La constituyente y el llamado de los muertos
(*) Por Álvaro Ramis. Columna publicada en El Mostrador
Una nueva Constitución no puede cambiar los hechos ya vividos, y a lo más puede reinterpretar y reconducir lo ocurrido. Pero de alguna manera esa nueva interpretación del pasado común supondrá un nuevo acuerdo entre muertos y vivos, ligados por el tenso problema de la memoria y del olvido. Por eso nunca hay una hoja en blanco, cuando la injusticia histórica y sus pendientes es la que nos lleva a este punto de evolución como nación. La hoja ya parte escrita con sangre, desprecio, amargura, indignidades. La nueva constitución deberá ser un objeto mnémico, una piedra que recuerde de dónde venimos, y por ello, hacia dónde vamos. Que nos devuelva a las vergüenzas necesarias de cargar, por toda la crueldad que marcó a las generaciones que no alcanzaron más que a padecer y callar.
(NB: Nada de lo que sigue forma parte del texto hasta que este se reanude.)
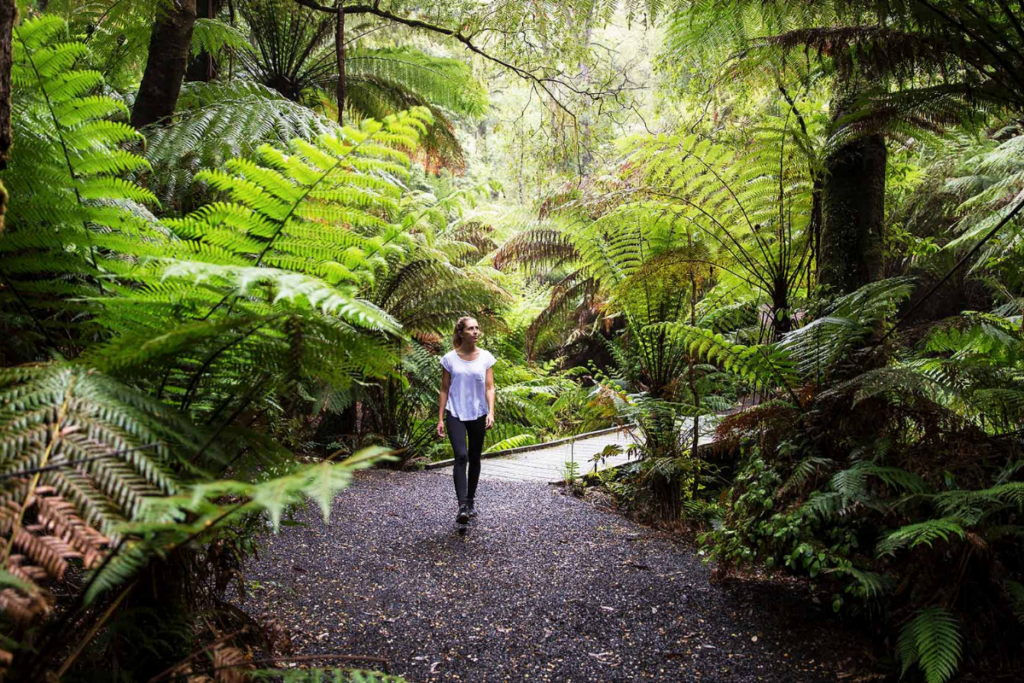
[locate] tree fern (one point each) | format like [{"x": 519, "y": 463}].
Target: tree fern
[
  {"x": 71, "y": 211},
  {"x": 80, "y": 455},
  {"x": 215, "y": 122},
  {"x": 932, "y": 641},
  {"x": 921, "y": 534}
]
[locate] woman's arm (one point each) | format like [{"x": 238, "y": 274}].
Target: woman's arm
[
  {"x": 491, "y": 398},
  {"x": 445, "y": 383}
]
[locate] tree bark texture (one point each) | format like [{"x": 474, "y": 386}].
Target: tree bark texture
[
  {"x": 170, "y": 46},
  {"x": 853, "y": 201},
  {"x": 8, "y": 14},
  {"x": 203, "y": 67},
  {"x": 340, "y": 47}
]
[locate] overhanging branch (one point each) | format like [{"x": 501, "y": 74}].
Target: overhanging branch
[{"x": 543, "y": 82}]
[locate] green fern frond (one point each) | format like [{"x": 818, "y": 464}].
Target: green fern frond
[
  {"x": 932, "y": 641},
  {"x": 926, "y": 532}
]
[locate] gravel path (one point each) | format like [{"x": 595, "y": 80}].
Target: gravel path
[{"x": 540, "y": 587}]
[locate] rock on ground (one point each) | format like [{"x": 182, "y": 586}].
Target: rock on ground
[{"x": 540, "y": 587}]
Un cambio constitucional de esta magnitud implica intentar un pacto transgeneracional, que abarque a muertos, vivos y a quienes todavía no han nacido. Puede parecer extraña esta definición, que rompe con la forma habitual en que habitamos el tiempo. Pero es ineludible asumir que lo que se defina en el presente tendrá consecuencias respecto a nuestro pasado, porque resolverá dilemas que vivieron nuestros ancestros, y también implicará a quienes no han nacido, pero vivirán los efectos del nuevo marco constitucional.
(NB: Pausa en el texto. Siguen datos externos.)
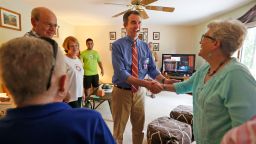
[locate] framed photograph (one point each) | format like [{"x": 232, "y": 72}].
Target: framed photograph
[
  {"x": 155, "y": 46},
  {"x": 156, "y": 35},
  {"x": 112, "y": 35},
  {"x": 145, "y": 30},
  {"x": 10, "y": 19},
  {"x": 110, "y": 46}
]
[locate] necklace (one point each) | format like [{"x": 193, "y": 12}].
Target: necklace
[{"x": 211, "y": 74}]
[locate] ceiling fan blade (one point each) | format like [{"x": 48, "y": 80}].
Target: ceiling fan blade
[
  {"x": 120, "y": 13},
  {"x": 146, "y": 2},
  {"x": 159, "y": 8},
  {"x": 143, "y": 14}
]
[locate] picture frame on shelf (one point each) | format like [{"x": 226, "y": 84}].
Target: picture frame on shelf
[
  {"x": 155, "y": 46},
  {"x": 156, "y": 35},
  {"x": 112, "y": 35},
  {"x": 10, "y": 19}
]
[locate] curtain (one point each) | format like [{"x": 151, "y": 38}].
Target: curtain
[{"x": 249, "y": 16}]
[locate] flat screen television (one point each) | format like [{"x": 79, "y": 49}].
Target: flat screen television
[{"x": 178, "y": 64}]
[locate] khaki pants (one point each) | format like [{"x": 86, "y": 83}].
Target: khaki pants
[{"x": 125, "y": 104}]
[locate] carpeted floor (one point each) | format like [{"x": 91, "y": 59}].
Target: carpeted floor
[{"x": 156, "y": 107}]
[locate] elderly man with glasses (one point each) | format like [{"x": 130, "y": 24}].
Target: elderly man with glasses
[{"x": 34, "y": 73}]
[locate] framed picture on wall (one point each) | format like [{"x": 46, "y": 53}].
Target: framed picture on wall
[
  {"x": 156, "y": 35},
  {"x": 10, "y": 19},
  {"x": 155, "y": 46},
  {"x": 112, "y": 35}
]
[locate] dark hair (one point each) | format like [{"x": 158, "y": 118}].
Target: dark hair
[
  {"x": 89, "y": 39},
  {"x": 127, "y": 14}
]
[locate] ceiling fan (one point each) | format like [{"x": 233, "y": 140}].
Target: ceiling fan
[{"x": 141, "y": 5}]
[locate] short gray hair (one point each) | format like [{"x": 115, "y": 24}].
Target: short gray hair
[
  {"x": 25, "y": 65},
  {"x": 231, "y": 33}
]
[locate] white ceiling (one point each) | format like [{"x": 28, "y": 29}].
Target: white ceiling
[{"x": 95, "y": 12}]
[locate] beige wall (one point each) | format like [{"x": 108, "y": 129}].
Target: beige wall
[
  {"x": 65, "y": 30},
  {"x": 172, "y": 40}
]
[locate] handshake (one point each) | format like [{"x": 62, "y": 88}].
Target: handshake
[{"x": 156, "y": 87}]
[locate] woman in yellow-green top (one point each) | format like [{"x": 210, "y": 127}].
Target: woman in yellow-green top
[{"x": 90, "y": 60}]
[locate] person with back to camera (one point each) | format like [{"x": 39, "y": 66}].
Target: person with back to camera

La naturaleza de este pacto de temporalidades se comprende al leer un hermoso texto, parte del discurso de Piero Calamandrei, diputado en la sesión inaugural de la Asamblea Constituyente italiana, el 7 de marzo de 1947, donde dice: “Creo que nuestros descendientes sentirán más que nosotros, dentro de un siglo, que de nuestra Constituyente nació realmente una nueva historia: y se imaginarán que en nuestra Asamblea, mientras se discutía de la nueva Constitución republicana, sentados en estos escaños no estábamos nosotros, hombre efímeros cuyos nombres serán borrados y olvidados, sino todo un pueblo de muertos, esos muertos que nosotros conocemos uno a uno, caídos en nuestras filas, en las prisiones y en los patíbulos, en montes y llanuras, en las estepas rusas y en las arenas africanas, en mares y desiertos, desde Matteotti a Rosselli, desde Amendola a Gramsci, hasta nuestros muchachos partisanos. […] Ellos murieron sin retórica, sin grandes frases, con simplicidad, como si se tratase de un trabajo cotidiano que cumplir: el gran trabajo necesario para devolver a Italia la libertad y la dignidad. (…) A nosotros nos corresponde una tarea cien veces más llevadera: la de traducir en leyes claras, estables y honestas su sueño de una sociedad más justa y humana, el sueño de una solidaridad que una a todos los hombres en esta obra de erradicar el dolor. Bastante poco, en realidad, piden nuestros muertos. No debemos traicionarlos”.
La Convención Constituyente es un acto de justicia anamnética, una reparación memorial, incompleta e insuficiente, pero que viene a reconocer un sufrimiento causado. Y la memoria de ese daño será un recurso epistémico para la Convención, porque no se puede pensar el futuro sin atender a las causas del sufrimiento vivido, como si la injusticia no hubiera ocurrido y el mundo pudiera seguir como si no hubiera tenido lugar.